What is a Gasque?
A Gasque, is a Swedish student dinner which is specific to the student cities of Lund and Uppsala. It’s somewhat traditional in its format, though they can come in all different shapes, sizes and themes. In other parts of Sweden, a Gasque is called a “Sittning.” Basically what you need to know is that a Gasque is a type of pretty formal dinner. There is a dress-code, and an order of courses served, songs which are sung, snaps to be sipped.
Enter, the HBTQA+ Gasque – which rips the rulebook up! The HBTQA+ (the Swedish letters for LGBTQA+) Gasque is something specific to Östgöta Nation in Uppsala, which happens to be the student nation I have been a part of for the last year, not only as a member but as an Officer. The HBTQA+ Gasque was the brainchild of Östgöta Nations Jämlikhetsgrupp, AKA, ÖG’s Equality Group. The Equality Group focuses on lots of issues pertaining to our Nation, and how to make the Nation a safe, comfortable and fun environment for all different kinds of people.
How was the HBTQA+ Gasque different to other gasques?
So what twists on the quite conservative (with a small ‘c’) Gasque format did the HBTQA+ Gasque provide. Well for starters, there was no dress code. My friend Hannah was delighted to turn up in a gold sequinned jacket and jeans. I was thrilled to be there in a full rust-coloured suit. I saw someone in a wedding dress! There were a beautiful array of outfits and costumes on display, and the relaxed dress code really allowed people to be themselves and flourish.
When we arrived in the Library (which was super cosy for a Gasque!), it was decorated extensively. A huge Pride flag hung from the centre of the room, with streamers, and the tables were decorated gorgeously. Everyone received a free Pride flag badge to wear on their outfits too, which everyone was thrilled with (hello: freebies).
All of the food served was vegan, which was SO delicious and lovely to know that everyone could share the same thing at the same time! The chocolate cake with soy whipped cream was *a marvel.* I wish I had been a Cunning Grandma and stolen some uneaten cake to save for later but, alas.

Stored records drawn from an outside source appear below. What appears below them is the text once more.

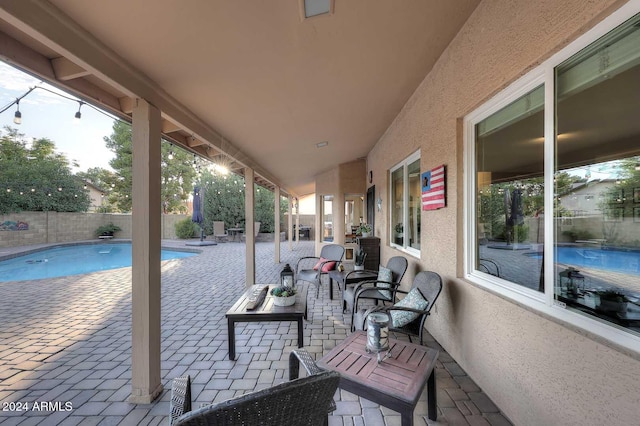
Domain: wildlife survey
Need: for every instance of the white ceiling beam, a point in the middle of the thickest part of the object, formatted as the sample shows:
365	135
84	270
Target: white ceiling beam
65	70
169	127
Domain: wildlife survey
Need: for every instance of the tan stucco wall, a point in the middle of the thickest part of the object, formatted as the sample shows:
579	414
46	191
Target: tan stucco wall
537	371
54	227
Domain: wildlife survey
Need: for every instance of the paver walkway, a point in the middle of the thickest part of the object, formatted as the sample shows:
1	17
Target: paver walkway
65	346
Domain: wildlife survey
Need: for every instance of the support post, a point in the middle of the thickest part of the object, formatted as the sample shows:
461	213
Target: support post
290	223
276	222
145	276
249	226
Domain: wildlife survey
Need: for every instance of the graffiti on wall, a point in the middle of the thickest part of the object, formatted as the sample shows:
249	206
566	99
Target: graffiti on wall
9	225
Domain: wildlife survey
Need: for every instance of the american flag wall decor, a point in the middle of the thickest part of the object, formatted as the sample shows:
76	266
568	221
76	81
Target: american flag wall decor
433	189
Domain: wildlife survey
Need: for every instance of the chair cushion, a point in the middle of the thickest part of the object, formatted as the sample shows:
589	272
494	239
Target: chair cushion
329	266
385	274
413	300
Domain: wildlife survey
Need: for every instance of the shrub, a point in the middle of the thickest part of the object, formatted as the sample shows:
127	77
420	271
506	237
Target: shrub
186	229
108	229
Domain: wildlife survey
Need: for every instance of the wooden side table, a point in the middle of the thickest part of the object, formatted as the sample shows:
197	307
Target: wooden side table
395	383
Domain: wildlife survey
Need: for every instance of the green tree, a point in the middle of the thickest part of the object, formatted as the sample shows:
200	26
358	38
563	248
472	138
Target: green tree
224	201
103	179
178	172
34	177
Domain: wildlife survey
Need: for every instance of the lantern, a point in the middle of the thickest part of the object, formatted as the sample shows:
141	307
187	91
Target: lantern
378	332
286	276
571	280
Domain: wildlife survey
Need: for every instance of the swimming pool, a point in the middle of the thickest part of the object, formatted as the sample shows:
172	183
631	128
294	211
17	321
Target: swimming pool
73	260
627	262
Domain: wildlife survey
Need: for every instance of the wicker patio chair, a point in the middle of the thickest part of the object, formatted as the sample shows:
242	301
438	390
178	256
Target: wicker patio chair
429	284
304	401
330	257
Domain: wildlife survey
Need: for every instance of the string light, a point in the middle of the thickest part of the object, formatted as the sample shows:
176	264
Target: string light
79	114
17	117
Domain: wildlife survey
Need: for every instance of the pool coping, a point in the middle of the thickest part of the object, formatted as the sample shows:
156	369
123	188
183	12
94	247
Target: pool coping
30	250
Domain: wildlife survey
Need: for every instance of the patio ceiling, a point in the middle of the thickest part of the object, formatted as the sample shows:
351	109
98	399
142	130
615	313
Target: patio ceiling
249	81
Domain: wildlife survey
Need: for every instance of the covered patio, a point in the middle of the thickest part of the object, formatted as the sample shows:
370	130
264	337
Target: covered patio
68	340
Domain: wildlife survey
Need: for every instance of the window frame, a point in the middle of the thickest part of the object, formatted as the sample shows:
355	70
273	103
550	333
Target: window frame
405	247
543	303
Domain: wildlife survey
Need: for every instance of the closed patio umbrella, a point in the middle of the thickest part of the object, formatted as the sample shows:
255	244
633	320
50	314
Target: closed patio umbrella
198	217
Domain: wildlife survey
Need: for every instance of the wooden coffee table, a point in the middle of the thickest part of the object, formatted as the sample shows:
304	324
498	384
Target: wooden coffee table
348	277
266	312
395	383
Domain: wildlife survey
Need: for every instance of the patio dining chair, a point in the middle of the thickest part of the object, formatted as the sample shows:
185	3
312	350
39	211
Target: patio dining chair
330	257
409	314
219	233
381	289
305	401
256	231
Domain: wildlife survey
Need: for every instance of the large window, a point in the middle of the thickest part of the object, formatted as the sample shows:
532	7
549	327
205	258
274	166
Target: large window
553	189
509	191
406	204
327	218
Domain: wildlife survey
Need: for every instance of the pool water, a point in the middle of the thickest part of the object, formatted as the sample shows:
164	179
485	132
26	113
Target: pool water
73	260
627	262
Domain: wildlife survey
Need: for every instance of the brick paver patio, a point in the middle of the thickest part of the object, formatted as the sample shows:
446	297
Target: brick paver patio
65	346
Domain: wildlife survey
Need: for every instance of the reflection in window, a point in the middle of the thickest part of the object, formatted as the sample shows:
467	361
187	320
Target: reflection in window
510	191
353	215
327	218
397	196
406	204
597	179
415	204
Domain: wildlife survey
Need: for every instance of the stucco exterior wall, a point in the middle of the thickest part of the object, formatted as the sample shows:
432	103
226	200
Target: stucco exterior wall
537	371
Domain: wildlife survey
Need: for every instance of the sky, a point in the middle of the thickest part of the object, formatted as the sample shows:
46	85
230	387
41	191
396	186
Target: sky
47	115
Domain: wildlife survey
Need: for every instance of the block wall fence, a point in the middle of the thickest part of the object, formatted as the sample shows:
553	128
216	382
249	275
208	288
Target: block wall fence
55	227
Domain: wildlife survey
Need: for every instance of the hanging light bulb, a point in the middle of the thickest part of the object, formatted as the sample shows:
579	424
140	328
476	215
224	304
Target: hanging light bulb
17	117
79	114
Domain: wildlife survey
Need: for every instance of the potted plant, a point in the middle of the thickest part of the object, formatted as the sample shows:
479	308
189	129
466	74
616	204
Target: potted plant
612	301
358	263
284	296
107	231
365	229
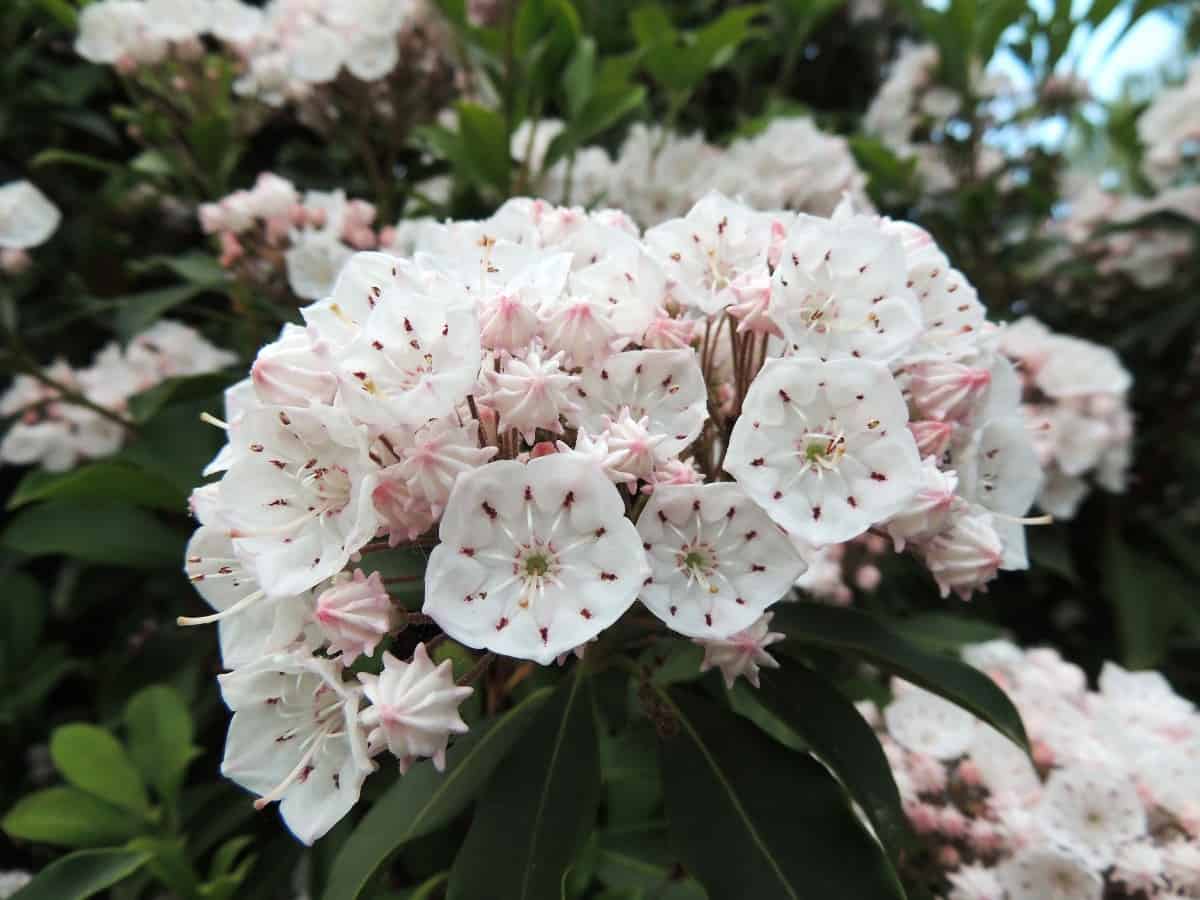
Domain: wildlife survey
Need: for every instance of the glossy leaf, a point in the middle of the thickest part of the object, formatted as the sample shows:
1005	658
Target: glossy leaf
425	799
105	534
107	480
83	874
69	817
538	807
160	737
732	793
861	635
839	736
94	761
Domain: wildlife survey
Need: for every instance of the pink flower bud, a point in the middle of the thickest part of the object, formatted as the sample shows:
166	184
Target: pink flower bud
933	437
231	249
868	577
354	615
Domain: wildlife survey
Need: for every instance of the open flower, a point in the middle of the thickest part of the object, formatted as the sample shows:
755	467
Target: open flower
413	708
534	559
717	561
295	738
823	449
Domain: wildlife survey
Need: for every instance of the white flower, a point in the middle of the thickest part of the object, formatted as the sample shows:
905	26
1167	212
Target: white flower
354	613
705	252
291	372
251	624
27	216
924	723
823	449
413	708
742	654
665	388
313	262
431	459
975	882
840	291
1091	811
300	498
532	393
534	559
1003	767
415	359
717	561
930	509
295	738
1042	873
1139	867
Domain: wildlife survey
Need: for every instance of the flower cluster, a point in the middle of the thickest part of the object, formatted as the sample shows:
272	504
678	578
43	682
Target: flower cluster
274	227
577	417
28	219
52	429
912	115
658	174
1170	131
1109	805
132	33
1077	408
303	45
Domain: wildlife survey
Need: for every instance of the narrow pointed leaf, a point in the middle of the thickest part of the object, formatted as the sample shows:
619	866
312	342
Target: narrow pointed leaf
538	807
426	799
751	819
859	635
841	739
83	874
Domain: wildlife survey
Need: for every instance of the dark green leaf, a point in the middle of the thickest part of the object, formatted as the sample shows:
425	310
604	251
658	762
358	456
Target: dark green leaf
145	405
83	874
858	634
841	739
97	481
159	726
139	311
485	143
735	795
69	817
425	799
538	807
22	618
109	535
94	761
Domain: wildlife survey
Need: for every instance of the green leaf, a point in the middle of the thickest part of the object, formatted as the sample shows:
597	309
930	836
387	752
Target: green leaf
858	634
106	480
577	81
732	793
148	403
94	761
841	739
425	799
1146	597
22	619
69	817
485	142
538	807
197	267
83	874
159	725
139	311
55	156
105	534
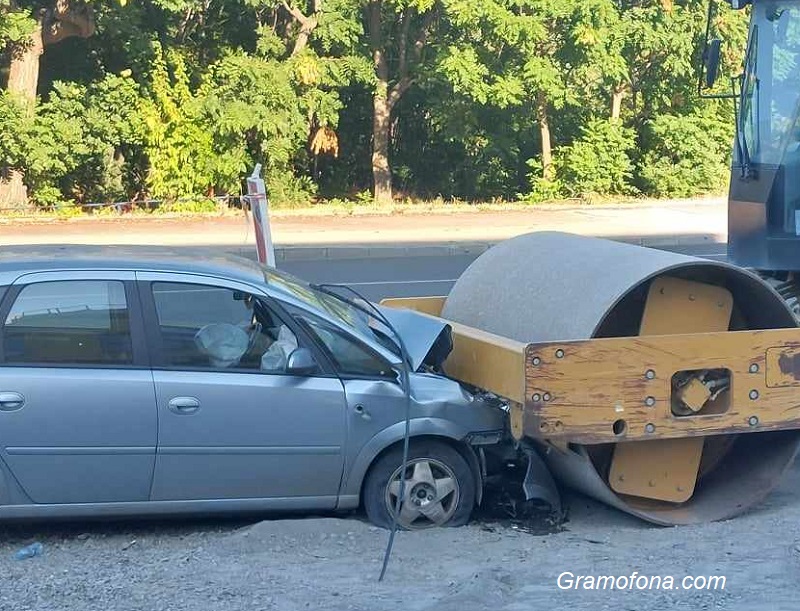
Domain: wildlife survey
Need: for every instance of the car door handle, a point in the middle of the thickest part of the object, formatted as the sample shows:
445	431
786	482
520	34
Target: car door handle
11	401
184	405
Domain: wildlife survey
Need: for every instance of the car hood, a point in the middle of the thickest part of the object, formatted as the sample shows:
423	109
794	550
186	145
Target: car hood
428	340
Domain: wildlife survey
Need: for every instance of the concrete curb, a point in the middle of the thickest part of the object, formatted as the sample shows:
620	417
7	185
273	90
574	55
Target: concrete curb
292	252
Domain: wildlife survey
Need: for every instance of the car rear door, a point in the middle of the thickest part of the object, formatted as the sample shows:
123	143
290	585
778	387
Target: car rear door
77	405
236	427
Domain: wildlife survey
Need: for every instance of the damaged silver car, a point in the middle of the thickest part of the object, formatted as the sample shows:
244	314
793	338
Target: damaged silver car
136	382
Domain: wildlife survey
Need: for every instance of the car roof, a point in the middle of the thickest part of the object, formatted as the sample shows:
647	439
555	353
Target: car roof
67	257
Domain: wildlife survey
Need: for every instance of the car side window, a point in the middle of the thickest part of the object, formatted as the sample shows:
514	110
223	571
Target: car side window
80	322
211	327
350	356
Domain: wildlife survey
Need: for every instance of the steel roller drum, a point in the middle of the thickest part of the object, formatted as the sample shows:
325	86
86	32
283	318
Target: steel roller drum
552	286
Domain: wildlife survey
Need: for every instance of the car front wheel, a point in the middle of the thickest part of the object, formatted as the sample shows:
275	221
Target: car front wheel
439	487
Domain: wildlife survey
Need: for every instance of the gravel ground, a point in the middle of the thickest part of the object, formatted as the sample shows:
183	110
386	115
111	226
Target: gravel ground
333	563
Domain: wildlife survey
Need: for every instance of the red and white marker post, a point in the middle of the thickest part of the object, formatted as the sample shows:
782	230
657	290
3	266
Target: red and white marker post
259	205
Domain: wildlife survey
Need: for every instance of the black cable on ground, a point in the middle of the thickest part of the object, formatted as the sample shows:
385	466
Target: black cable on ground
405	376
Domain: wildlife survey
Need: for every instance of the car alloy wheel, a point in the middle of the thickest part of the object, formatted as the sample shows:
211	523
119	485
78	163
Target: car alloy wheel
430	497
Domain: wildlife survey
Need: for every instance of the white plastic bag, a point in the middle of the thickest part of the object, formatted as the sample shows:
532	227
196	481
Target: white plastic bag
224	344
277	355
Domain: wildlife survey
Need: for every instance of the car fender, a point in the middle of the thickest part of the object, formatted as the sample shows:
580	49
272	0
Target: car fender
430	427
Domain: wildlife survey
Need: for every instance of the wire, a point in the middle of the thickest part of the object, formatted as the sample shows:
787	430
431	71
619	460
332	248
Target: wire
406	381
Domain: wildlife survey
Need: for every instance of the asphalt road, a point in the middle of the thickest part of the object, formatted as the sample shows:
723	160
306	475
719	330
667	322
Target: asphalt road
377	278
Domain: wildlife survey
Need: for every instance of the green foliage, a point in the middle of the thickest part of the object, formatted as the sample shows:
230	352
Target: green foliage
172	99
599	161
686	155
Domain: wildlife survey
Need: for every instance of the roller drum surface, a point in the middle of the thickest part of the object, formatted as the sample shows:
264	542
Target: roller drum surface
551	286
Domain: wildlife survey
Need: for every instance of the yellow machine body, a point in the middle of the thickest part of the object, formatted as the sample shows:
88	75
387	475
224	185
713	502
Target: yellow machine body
653	422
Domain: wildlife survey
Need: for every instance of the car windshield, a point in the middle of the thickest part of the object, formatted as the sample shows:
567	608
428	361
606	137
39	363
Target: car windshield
344	311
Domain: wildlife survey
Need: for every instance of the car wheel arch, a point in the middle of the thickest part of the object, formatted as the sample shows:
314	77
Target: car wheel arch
465	450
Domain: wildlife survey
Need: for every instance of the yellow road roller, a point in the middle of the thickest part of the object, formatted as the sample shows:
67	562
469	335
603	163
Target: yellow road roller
665	385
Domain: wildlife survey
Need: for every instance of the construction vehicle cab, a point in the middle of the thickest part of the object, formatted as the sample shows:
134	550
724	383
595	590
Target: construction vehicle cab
764	200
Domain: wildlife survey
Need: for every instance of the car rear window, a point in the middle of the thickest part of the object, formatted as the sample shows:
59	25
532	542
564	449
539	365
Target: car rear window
71	322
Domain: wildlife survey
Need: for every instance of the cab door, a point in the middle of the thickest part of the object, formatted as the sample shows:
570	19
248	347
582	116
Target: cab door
77	404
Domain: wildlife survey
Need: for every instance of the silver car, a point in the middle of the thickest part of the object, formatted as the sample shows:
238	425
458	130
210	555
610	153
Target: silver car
142	383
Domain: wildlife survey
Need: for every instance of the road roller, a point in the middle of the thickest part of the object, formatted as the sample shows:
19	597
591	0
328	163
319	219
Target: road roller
665	385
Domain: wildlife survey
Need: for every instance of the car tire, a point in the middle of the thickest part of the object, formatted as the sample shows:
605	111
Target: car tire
439	490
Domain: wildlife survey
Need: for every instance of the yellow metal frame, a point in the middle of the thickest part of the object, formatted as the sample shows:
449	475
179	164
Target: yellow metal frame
595	383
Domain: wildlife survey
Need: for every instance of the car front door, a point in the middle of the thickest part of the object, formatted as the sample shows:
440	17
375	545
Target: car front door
233	424
77	407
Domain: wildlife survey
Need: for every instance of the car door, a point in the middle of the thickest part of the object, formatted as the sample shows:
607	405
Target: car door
232	423
77	405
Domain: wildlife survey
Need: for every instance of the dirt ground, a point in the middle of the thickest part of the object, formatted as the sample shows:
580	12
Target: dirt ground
334	563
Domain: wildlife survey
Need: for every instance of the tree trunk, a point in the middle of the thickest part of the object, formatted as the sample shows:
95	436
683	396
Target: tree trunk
63	20
544	131
23	76
616	102
381	110
306	28
23	80
381	128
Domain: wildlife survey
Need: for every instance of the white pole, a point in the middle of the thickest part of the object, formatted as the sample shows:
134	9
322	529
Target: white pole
259	205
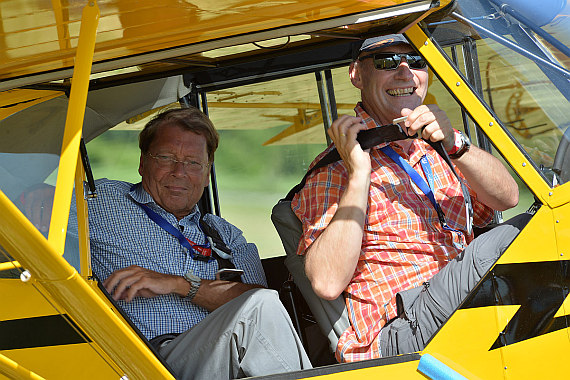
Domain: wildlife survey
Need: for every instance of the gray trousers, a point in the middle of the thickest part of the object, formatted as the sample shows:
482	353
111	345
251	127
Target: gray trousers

Uppsala’s Feminist Choir sang for attendees, which was honestly spellbinding. They sang three songs and had the whole room totally transfixed. I overheard so many people afterwards saying that they wanted to join the choir, who sing not only in Swedish but in English too. On this point, the songs which were sung at the Gasque were not just the atypical traditional songs. There were updated versions of old songs (with perhaps slightly problematic lyrics…). This made the Gasque feel very refreshing: a Gasque truly for now.
Comments on the night
Sigrid, one of the organisers and the fantastic Toastmaster of the HBTQA+ Gasque said of the event, “It was an amazing night and it became such a cool bubble where everyone could be themselves. It was so much fun being a part of creating this space for the lgbtq+ people of Uppsala and I hope we can keep doing it for many years onward!” David, an attendee, former Culture Secretary at the Nation and all round Massive Babe also commented, “I sat there with old friends and strangers. But even though many people in the room were new faces for me, I knew we all belonged to a family. It made the evening relaxed, safe, liberating and loving.” I couldn’t agree more with David’s comment – it really felt like the warmest, most generous place to be that night.
I was lucky enough to be asked to perform my poetry at the Gasque, which truly was the most welcoming environment. I was extremely nervous to perform: I had performed one of my poems before (about girls who meet in nightclub toilets and how they are the BEST women in the world), but two newly written ones I had never read aloud before. I was particularly nervous for one of them as it was about coming to terms with my bisexuality in a world which seems to reduce bisexuals as “unsure” or “dramatic.” The reception I received was extremely warm, and was the best possible host I could have had for these poems, and that one in particular. It made me feel like what I had voiced was not only the best possible venue for it, but that it was very important that I did it, so that felt particularly special. People were extremely kind to me during and after I performed, which made me feel really comfortable to do it again.
On this point, there are lots of ways in which you can get involved in gasques such as this one. If you’re less inclined to provide an entertainment role, there are other positions available. For example, I heard that the organisers needed a photographer, and I knew our wonderful Study in Sweden Instagrammer Hyunjin would be the girl for the job, so I put her in contact with the organisers and she took all of these gorgeous shots! I had friends who were the waiting and bar staff for the event too – which they get paid for as well (in a Nation context, pay is usually quite low as nations are run by and for students, so getting paid well in this setting is a fantastic bonus).
So there you have it! The bright, light, warm and gorgeous HBTQA+ Gasque in Uppsala. Would you like to go next year? Or set one up yourself at another student nation/student group in Sweden?